Among the major agencies, the highest percentage of actions
sustained by MSPB were in Treasury (95.5%), Justice (95.2%), Social Security
(93.3%), Navy (89.5%), Air Force (87.2%), Homeland Security (84.5%), Veterans
Affairs (83.7%), Agriculture (83.3%), and Defense (82.1%). At the other end of the spectrum were Transportation
at 55.0% and Interior at 66.7%. I don’t
know anything about Transportation’s situation but I’m guessing that most of
Interior’s losses were in the performance arena, where the agency has
encountered problems in front of MSPB AJ’s.
I talked to Laura Albornoz, Chief Administrative Judge for
MSPB’s Denver Field Office, after her excellent presentation at an FPMI
conference in Tucson last summer. Ms.
Albornoz stressed how carefully MSPB’s AJs review the agency’s documentation,
particularly the proposal letter, and endorsed the idea of having both the
proposing and the deciding official conduct Douglas Factors analyses.
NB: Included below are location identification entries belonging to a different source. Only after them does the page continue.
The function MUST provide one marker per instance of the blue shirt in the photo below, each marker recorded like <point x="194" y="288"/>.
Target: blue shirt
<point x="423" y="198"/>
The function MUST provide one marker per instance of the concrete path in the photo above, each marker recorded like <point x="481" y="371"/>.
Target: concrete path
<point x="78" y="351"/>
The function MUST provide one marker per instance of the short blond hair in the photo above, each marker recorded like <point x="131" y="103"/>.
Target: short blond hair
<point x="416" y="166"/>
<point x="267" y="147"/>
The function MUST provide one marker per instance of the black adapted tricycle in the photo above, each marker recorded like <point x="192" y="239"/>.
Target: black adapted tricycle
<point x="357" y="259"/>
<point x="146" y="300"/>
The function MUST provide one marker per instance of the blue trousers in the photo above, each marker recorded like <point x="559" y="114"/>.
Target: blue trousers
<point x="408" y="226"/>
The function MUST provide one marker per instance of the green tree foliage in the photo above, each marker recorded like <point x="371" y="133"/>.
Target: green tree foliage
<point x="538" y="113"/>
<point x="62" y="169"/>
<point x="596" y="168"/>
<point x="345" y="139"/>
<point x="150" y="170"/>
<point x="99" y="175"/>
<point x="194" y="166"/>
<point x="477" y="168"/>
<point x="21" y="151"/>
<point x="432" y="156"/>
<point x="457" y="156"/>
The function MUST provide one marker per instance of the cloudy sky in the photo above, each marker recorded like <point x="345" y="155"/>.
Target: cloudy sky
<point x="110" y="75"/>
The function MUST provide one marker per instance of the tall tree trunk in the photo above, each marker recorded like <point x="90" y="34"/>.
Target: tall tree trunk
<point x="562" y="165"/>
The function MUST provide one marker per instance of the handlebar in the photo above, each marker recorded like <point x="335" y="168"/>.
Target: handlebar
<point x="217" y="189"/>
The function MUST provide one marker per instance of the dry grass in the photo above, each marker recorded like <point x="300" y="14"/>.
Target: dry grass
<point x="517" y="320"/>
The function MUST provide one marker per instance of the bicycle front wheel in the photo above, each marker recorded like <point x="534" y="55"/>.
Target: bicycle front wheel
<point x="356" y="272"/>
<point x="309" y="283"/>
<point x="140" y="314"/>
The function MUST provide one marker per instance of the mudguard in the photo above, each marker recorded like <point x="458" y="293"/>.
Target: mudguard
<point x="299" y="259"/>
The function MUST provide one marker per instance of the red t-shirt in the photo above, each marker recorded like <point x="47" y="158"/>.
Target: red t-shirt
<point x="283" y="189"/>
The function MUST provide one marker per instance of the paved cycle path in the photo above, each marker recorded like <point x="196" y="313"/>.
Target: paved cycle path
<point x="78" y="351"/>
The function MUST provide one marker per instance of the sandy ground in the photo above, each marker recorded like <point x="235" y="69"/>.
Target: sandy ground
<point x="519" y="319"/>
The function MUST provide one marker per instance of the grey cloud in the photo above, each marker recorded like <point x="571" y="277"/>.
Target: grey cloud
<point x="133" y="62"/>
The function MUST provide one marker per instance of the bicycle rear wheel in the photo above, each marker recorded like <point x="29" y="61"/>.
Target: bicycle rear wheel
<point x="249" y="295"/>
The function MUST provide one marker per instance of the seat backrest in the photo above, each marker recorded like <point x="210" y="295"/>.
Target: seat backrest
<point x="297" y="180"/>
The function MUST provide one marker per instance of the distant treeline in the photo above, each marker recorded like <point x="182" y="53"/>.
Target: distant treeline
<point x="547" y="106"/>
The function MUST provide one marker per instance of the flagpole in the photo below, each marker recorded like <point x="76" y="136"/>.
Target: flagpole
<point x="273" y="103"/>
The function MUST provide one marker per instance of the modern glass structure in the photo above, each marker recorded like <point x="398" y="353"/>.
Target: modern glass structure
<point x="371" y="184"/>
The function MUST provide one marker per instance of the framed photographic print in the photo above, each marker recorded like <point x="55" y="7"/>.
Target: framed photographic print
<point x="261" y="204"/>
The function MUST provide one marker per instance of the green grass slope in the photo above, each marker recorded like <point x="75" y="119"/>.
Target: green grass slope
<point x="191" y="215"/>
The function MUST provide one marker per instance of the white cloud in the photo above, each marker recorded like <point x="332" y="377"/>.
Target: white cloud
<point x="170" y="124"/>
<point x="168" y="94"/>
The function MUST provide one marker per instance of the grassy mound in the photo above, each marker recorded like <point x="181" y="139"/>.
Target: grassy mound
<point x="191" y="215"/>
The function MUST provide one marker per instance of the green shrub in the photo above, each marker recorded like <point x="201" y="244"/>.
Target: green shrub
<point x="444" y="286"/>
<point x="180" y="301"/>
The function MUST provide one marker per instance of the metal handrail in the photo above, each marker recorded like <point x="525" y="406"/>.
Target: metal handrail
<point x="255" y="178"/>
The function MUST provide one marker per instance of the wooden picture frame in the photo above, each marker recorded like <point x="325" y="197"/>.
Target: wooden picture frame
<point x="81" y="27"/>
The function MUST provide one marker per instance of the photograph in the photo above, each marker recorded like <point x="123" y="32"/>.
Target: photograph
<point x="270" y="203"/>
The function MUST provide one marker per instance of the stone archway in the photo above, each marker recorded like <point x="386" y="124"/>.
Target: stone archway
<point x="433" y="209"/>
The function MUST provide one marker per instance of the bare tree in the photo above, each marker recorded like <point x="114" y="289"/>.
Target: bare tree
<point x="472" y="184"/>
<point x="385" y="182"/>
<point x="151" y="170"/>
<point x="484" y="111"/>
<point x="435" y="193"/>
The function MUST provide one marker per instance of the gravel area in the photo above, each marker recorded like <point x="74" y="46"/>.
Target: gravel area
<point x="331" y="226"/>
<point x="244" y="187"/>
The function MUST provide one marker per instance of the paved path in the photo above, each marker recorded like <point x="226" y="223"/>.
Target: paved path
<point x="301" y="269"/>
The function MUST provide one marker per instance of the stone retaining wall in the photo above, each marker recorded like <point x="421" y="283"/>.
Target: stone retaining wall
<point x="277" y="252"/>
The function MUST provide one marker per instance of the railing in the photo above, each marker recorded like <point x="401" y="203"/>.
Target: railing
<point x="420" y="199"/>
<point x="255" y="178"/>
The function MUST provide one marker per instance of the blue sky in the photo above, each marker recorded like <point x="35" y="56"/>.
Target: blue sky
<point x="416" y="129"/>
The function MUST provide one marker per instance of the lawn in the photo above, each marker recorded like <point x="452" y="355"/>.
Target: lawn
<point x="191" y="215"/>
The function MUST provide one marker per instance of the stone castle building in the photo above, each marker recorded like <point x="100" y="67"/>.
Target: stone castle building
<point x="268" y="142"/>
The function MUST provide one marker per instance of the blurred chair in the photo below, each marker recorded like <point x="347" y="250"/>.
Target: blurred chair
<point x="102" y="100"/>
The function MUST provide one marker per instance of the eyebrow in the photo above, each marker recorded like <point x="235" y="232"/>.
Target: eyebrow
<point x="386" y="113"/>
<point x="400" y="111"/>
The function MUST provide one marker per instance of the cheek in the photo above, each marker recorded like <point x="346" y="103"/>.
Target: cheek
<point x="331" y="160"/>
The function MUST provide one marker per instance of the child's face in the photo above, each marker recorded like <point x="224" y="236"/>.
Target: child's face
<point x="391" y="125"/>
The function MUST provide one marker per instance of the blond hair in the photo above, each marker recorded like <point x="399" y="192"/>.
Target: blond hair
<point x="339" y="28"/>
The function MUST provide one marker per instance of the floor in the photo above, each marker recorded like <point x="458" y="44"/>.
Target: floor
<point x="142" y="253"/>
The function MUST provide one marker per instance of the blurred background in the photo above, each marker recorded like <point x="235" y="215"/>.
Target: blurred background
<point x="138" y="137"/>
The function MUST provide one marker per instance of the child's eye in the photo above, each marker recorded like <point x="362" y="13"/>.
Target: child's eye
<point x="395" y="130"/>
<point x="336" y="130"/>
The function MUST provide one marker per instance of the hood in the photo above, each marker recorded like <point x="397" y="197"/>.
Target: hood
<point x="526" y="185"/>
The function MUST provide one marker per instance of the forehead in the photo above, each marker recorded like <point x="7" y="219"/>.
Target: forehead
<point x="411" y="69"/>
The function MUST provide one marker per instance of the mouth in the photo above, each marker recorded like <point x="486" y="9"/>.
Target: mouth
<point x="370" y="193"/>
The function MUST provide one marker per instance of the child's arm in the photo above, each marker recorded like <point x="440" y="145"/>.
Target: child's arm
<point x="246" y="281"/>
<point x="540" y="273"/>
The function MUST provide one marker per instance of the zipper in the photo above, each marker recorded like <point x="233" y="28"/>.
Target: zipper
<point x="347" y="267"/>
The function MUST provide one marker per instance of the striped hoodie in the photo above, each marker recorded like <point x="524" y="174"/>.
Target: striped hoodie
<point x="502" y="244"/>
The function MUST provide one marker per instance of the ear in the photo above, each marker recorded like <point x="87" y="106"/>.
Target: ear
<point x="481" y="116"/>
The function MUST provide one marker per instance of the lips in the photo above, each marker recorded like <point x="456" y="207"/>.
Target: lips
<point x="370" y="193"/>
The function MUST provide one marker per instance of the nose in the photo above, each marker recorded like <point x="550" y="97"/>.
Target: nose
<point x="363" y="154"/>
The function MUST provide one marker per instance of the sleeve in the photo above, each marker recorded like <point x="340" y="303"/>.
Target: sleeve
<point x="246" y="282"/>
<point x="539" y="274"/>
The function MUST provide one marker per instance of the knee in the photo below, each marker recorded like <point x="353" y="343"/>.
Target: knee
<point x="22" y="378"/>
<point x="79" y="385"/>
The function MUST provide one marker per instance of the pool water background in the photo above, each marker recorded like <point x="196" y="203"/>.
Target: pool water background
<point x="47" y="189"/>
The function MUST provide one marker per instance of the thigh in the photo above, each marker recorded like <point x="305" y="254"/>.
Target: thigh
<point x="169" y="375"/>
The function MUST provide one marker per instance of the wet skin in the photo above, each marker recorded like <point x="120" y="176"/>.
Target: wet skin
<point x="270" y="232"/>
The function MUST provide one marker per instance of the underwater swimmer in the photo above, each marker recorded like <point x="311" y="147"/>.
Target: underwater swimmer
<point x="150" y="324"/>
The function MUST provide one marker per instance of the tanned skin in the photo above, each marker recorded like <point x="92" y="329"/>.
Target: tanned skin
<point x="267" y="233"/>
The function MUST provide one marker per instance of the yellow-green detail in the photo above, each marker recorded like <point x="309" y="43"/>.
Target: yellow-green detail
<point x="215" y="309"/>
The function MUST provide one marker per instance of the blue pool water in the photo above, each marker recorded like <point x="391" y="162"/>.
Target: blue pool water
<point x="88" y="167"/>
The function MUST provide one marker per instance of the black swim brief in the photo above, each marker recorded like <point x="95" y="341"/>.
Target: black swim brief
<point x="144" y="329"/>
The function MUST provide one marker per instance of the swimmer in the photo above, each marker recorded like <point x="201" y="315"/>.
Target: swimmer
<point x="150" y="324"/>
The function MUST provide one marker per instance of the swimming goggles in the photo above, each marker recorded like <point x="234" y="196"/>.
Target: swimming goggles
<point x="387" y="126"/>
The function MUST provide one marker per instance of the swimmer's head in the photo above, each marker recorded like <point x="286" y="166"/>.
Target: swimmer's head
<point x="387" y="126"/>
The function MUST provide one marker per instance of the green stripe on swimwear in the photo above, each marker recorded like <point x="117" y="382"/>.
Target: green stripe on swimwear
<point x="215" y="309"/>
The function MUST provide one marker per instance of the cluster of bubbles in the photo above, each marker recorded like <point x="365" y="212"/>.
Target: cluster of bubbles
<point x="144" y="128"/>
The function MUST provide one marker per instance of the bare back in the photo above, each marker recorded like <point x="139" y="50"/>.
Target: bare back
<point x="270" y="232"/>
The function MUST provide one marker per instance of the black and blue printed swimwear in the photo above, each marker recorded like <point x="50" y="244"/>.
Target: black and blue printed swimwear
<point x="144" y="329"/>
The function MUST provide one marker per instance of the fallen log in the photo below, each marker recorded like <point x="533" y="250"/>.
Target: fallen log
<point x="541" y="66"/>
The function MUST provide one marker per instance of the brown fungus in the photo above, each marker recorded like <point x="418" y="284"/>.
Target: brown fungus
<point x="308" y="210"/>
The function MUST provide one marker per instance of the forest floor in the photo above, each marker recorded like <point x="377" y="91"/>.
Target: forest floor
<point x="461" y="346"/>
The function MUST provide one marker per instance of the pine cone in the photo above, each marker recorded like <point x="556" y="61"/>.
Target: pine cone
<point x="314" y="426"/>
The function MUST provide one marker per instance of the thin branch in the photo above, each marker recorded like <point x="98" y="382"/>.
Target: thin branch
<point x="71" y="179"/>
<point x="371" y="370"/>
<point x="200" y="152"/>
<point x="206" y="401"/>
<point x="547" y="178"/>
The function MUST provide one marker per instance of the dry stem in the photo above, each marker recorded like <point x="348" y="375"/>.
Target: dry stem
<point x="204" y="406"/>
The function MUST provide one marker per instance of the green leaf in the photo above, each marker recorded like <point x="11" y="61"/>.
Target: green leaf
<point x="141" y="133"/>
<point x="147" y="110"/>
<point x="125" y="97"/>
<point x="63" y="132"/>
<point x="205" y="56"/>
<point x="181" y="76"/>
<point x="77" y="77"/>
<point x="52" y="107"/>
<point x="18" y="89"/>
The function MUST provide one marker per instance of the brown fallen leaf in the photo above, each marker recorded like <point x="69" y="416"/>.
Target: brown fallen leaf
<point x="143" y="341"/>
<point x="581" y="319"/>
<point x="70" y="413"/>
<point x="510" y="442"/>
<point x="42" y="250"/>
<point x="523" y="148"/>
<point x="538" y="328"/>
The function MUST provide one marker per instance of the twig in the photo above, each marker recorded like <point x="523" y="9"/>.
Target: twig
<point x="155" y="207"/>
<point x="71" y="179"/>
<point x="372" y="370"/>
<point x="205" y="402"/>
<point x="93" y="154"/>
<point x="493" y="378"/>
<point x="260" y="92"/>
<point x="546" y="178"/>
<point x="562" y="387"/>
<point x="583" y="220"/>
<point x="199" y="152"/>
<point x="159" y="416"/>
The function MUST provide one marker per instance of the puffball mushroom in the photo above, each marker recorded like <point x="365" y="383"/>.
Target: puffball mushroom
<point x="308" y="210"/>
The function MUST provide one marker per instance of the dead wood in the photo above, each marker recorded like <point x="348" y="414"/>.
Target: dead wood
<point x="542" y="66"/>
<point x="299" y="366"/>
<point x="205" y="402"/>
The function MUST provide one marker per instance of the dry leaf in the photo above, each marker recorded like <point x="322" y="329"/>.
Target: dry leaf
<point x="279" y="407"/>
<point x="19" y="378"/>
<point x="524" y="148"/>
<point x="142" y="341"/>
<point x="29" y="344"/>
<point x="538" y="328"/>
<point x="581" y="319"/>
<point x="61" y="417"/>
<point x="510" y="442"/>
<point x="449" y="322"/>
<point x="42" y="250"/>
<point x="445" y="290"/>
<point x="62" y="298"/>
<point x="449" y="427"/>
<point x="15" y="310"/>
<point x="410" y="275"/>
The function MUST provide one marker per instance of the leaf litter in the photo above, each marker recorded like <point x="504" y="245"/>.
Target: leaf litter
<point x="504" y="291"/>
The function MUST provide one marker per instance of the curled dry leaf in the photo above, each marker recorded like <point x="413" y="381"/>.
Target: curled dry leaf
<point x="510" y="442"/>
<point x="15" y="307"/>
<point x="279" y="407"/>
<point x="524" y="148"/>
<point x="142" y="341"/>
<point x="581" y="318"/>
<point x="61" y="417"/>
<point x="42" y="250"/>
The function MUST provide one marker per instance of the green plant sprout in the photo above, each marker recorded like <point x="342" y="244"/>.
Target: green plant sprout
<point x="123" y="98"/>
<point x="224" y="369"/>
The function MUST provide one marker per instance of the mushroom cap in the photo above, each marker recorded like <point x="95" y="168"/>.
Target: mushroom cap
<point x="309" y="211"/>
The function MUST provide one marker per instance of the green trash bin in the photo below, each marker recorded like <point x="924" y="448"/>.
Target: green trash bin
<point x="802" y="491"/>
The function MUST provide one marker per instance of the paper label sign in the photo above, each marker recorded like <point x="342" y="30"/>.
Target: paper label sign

I have read a number of Chief AJ Albornoz’
own decisions and have found them to be very well-written, with her analysis of
the case laid out clearly and concisely.
To summarize, our approach to appealable disciplinary
actions involved teamwork, trust, thoroughness, transparency, and the
willingness to rework the documents again and again until they were as “bullet-proof”
as we could make them.
By having a “permanent” proposing and deciding official, as
Bob suggests, an agency might gain a small advantage in terms of the quality
and consistency of its actions, but I think that “pro” would be more than
offset by the “con” of removing from so much of the disciplinary process the
supervisors over the employee accused of misconduct. I would much rather have those proposing and
deciding officials “own” the action, which I think is very often the case when
they are so integrally involved from start to finish.
Bob’s thought-provoking article highlighted a major problem—the loss of experienced HR specialists and employment law attorneys – that
could certainly have a negative effect on the ability of an agency to sustain
disciplinary actions which are appealed to the MSPB, particularly when such
positions go unfilled, or, I would add, are filled by less-experienced
An agency’s success in taking
and successfully defending conduct- or performance-based actions is, I believe,
going to be heavily dependent on the knowledge of the employee/labor relations
specialist and the employment law attorney who are providing advice on the case. So, if agencies let such vacancies go
unfilled, or such actions take place in the early stages of a new incumbent’s
learning curve, without a more seasoned employee to rely on, their success
rates on actions appealed to MSPB could reasonably be expected to drop.
I’m not as concerned as Bob is about line managers making
bad decisions or being ignorant “of correct substantive or procedural
obligations.” We asked supervisors to
contact employee/labor relations at the first signs of trouble in conduct or
performance, so we could guide them through the relevant processes from the
beginning; they did so with very few exceptions.
The MSPB statistics quoted above show that many agencies are
doing very well in appeals to the Board using what I believe to be the
“traditional” disciplinary process, meaning that proposing and deciding
officials are typically from the part of the organization where the misconduct
occurs, and are often the first- and second-line supervisors, respectively. Accordingly, I see an MSPB “firing squad” as
a solution in search of a problem for most agencies.